Fernando Savater (Publicado en Tiempo - UPyD, aquí)
Soy de los que se alegran sin mayores circunloquios de que el secuestro del atunero Alakrana por piratas somalíes haya acabado sin víctimas mortales…en ningún bando. Que el gobierno español haya pagado o ayudado a pagar el rescate no es sin duda una gesta gloriosa de nuestra diplomacia pero lo prefiero a la nueva batalla de Trafalgar que reclamaban algunos matasietes de esos que tanto abundan en despachos y redacciones periodísticas. A fin de cuentas, el barco pesquero estaba donde no debería haber estado y que todos sus tripulantes hayan vuelto sanos y salvos a casa es un alivio…aunque desde luego no constituya un triunfo. De las aguas procelosas en las que falta la ley y todos se aprovechan de su ausencia, es difícil salir con la cabeza muy alta.

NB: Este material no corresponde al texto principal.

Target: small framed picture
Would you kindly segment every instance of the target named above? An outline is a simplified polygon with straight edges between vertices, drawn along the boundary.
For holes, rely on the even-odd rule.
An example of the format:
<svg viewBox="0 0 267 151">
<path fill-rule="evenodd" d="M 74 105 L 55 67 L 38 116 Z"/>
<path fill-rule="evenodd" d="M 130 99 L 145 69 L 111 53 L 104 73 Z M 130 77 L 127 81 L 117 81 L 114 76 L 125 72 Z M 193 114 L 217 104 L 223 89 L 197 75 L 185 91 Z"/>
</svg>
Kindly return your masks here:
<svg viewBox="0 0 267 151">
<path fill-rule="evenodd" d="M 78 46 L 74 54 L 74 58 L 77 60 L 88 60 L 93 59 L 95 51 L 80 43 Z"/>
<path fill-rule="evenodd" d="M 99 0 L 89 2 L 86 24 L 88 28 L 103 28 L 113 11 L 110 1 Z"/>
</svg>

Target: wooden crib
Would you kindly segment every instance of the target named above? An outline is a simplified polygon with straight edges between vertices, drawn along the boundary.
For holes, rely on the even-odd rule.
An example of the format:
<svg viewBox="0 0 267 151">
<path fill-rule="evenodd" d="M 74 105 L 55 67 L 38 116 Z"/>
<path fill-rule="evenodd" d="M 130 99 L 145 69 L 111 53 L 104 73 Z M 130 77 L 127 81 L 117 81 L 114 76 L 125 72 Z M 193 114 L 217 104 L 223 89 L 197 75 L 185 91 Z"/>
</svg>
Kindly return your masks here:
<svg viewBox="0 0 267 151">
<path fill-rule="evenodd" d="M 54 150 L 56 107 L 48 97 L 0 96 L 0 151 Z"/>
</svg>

Porque efectivamente Somalia es un estado fallido, un nudo de corrupción y violencia desesperada en que impera el sálvese quien pueda y la rebatiña: situación de la que todos se aprovechan, los pescadores europeos y los piratas que pescan pescadores. Los principales perjudicados de este desgobierno son naturalmente los propios somalíes, que tienen que padecer a los señores de la guerra en tierra firme y a quienes esquilman sus aguas territoriales (probablemente utilizando artes de pesca que no se aceptarían en otros casos) en el mar. Por no hablar de los intermediarios interesados que en sus confortables despachos londinenses sacan tajada de las fechorías ajenas (de estos intermediarios “altruistas” algo sabemos ya en el País Vasco, aprendido de los secuestros de ETA). Los somalíes más jóvenes se apuntan a la patente de corso y, según cuentan los que más saben, no todos derrochan el dinero mal habido en orgías: bastantes lo ahorran para pagarse el viaje a Canadá o cualquier otro paraíso remoto y empezar allí una nueva vida, más prometedora.
El sector pesquero está en crisis, los caladeros de Europa y Norteamérica padecen sobreexplotación y la vida laboral y familiar de los pescadores de altura es de extrema dureza. Sin embargo, que más de ochocientos barcos europeos faenen en las costas de Somalia sin encomendarse a Dios pero pidiendo al Diablo de las armas guerreras que los protejan de revanchas tan peligrosas como comprensibles no es cosa para enorgullecerse. Suena a lo de siempre: oímos por todas partes lamentos por la triste suerte de los países africanos pero seguimos con la misma política expoliadora de los tiempos coloniales, aprovechándonos de la desunión tribal para obtener beneficios lucrativos.
Está muy bien defender la seguridad de nuestros barcos en el Indico pero ¿qué hay del tan publicitado comercio justo? ¿qué pensamos hacer para favorecer también la seguridad y la prosperidad de los somalíes abandonados a mafias de uno y otro color? Nosotros, españoles, ¿aplicaremos en esos mares la misma política cínica e hipócrita que en el Sahara occidental? Y luego está la pregunta del millón: ¿cuando asumiremos de manera efectiva, como norma de política realista sin cinismo, que la mejor garantía de seguridad internacional es favorecer la justicia en las relaciones entre los países, así como fomentar económica y socialmente la democracia allí dónde apenas apunta…sin rentabilizar maquiavélicamente su déficit?